Così come già annunciato, Apple ha deciso di rimborsare quelle famiglie inciampate nello scandalo degli acquisti in-app su App Store: i figli, del tutto ignari del reale funzionamento di videogiochi e altri servizi, hanno speso migliaia di euro in funzioni aggiuntive per le loro applicazioni. Saranno 32 i milioni di dollari che Cupertino è disposta a rimborsare, su suggerimento della FTC, ma è davvero tutta colpa della mela morsicata?

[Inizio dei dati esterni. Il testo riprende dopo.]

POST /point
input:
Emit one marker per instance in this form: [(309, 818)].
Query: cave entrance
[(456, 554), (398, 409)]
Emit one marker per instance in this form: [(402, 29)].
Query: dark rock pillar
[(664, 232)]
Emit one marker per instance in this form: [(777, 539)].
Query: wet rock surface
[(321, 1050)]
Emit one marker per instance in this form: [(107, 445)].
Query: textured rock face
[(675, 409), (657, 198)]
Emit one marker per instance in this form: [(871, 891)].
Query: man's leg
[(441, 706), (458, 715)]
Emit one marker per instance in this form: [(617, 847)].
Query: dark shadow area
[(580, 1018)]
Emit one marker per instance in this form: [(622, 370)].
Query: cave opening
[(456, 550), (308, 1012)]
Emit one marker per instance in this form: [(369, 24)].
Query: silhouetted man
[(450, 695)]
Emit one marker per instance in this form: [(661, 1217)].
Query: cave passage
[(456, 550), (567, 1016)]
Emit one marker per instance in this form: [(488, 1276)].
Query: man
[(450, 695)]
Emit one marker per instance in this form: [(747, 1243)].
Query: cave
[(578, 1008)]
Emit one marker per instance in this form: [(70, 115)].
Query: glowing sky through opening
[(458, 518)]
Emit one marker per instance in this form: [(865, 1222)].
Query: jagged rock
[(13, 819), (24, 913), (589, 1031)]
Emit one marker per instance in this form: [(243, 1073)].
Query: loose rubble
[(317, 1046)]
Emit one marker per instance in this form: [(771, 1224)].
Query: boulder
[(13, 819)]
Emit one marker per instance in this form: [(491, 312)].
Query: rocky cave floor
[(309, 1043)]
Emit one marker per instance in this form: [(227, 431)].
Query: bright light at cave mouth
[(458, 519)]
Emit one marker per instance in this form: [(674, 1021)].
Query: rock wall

A tentare di rispondere a questa domanda ci pensa il Guardian, con una lunghissima disamina delle responsabilità. E le colpe per gli incauti acquisti naturalmente non ricadrebbero soltanto su Cupertino, bensì anche sui genitori e gli stessi developer. Quel che Apple sta per fare, ovvero rimborsare somme ingenti di denaro pagandole di tasca propria e senza rivalersi sugli sviluppatori, appare quindi come una sorta di favore. O, da un altro punto di vista, come una prova di correttezza da sfruttare sapientemente sui media.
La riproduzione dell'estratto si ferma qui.